Download the project

Download the maven project tarball and unzip it:

wget  --http-user=kite --http-password=kite http://bits.cloudera.com/c68eb8e4/movies-crunch.tar.gz
tar xzf movies-crunch.tar.gz

Next, look at the contents:

[cloudera@localhost ~]$ tree movies-crunch
movies-crunch
├── pom.xml
└── src
    └── main
        ├── java
        │   └── com
        │       └── cloudera
        │           └── Movies.java
        └── resources
            └── mapred-site.xml

This is is a minimal crunch project:

  • Movies.java is the driver program that defines functions to extract the year from each movie title, group the years, and count them.
  • pom.xml configures maven to build and run the driver program
  • mapred-site.xml sets cluster configuration, like the default FS and the metastore URI

The Maven POM

The pom.xml file uses the Kite app POM as its parent (not a dependency):

  <parent>
    <groupId>org.kitesdk</groupId>
    <artifactId>kite-app-parent-cdh4</artifactId>
    <version>0.15.0</version>
  </parent>

This parent POM configures the project's dependencies for CDH4, including test dependencies and test-jar artifacts. Notice that the only dependency that's listed directly in the POM is hive-exec, which is required for reading from the movies dataset in Hive. It is added to change it from a provided dependency to a compile dependency so that Kite will add it with -libjars when running the job.

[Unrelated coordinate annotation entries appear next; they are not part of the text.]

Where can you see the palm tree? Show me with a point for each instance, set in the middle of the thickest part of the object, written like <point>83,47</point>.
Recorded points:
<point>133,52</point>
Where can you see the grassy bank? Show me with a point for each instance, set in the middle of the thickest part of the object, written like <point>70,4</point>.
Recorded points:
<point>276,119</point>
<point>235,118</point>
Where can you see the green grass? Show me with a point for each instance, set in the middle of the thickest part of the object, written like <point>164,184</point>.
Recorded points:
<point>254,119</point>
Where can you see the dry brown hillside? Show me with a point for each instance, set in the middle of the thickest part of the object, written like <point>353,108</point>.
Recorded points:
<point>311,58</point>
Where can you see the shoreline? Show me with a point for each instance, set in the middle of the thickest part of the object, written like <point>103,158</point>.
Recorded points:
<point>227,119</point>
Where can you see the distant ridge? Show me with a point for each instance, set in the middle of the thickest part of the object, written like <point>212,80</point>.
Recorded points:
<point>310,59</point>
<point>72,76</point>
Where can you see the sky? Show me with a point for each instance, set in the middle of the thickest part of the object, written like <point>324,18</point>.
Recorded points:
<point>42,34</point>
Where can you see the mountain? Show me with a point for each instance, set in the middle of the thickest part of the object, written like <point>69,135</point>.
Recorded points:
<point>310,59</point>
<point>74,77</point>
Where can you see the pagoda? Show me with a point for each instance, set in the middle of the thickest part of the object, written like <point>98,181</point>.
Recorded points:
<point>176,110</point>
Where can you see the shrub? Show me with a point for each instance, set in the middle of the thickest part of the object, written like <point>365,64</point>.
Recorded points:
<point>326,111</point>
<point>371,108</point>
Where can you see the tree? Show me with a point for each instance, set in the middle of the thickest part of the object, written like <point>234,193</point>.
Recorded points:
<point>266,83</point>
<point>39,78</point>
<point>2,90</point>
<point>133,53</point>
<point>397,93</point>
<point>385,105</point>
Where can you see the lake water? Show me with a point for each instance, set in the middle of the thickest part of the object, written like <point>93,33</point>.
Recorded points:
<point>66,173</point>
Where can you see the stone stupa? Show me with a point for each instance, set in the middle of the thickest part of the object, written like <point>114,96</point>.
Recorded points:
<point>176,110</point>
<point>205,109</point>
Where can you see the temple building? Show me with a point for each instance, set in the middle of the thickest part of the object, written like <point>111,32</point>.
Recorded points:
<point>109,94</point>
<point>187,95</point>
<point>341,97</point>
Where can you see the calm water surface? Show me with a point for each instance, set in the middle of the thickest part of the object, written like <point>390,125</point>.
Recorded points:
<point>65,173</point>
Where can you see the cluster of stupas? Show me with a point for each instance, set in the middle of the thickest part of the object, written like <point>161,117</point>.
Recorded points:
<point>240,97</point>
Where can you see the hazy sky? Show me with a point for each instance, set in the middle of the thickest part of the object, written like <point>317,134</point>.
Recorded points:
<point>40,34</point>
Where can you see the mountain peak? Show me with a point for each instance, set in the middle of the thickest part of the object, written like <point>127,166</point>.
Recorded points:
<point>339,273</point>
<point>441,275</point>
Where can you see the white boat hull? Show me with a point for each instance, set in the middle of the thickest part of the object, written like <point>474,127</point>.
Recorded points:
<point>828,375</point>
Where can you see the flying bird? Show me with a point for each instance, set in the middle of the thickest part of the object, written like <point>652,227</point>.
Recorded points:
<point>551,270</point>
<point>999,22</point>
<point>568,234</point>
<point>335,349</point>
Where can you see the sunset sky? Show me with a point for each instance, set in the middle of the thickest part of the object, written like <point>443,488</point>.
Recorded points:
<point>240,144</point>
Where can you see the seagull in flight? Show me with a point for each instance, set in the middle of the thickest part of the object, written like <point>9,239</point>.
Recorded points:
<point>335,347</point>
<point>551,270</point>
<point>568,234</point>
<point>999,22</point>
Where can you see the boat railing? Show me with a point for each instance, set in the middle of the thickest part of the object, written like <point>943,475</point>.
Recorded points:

The POM also adds the Kite maven plugin, which performs Kite-specific tasks in maven. In this case, you will use it to run the driver program, com.cloudera.Movies, after installing the jar:

cd movies-crunch
mvn clean install
mvn kite:run-tool

The toolClass is already configured in the POM, but could instead be added to the command line with -Dkite.toolClass=com.cloudera.Movies. You can find more information on the Kite maven plugin in the kitesdk.org usage docs and about other tasks it can perform in the goal docs.

Running the tool

If you haven't already, build and run the crunch tool:

mvn clean install run-tool

The job will create a "year_counts" directory in HDFS that you can view:

[cloudera@localhost movies-crunch]$ hdfs dfs -cat year_counts/*
[1926,1]
[1931,3]
[1932,6]
[1933,11]
[1934,20]
[1935,33]
[1936,48]
[1937,67]
[1938,89]
[1939,118]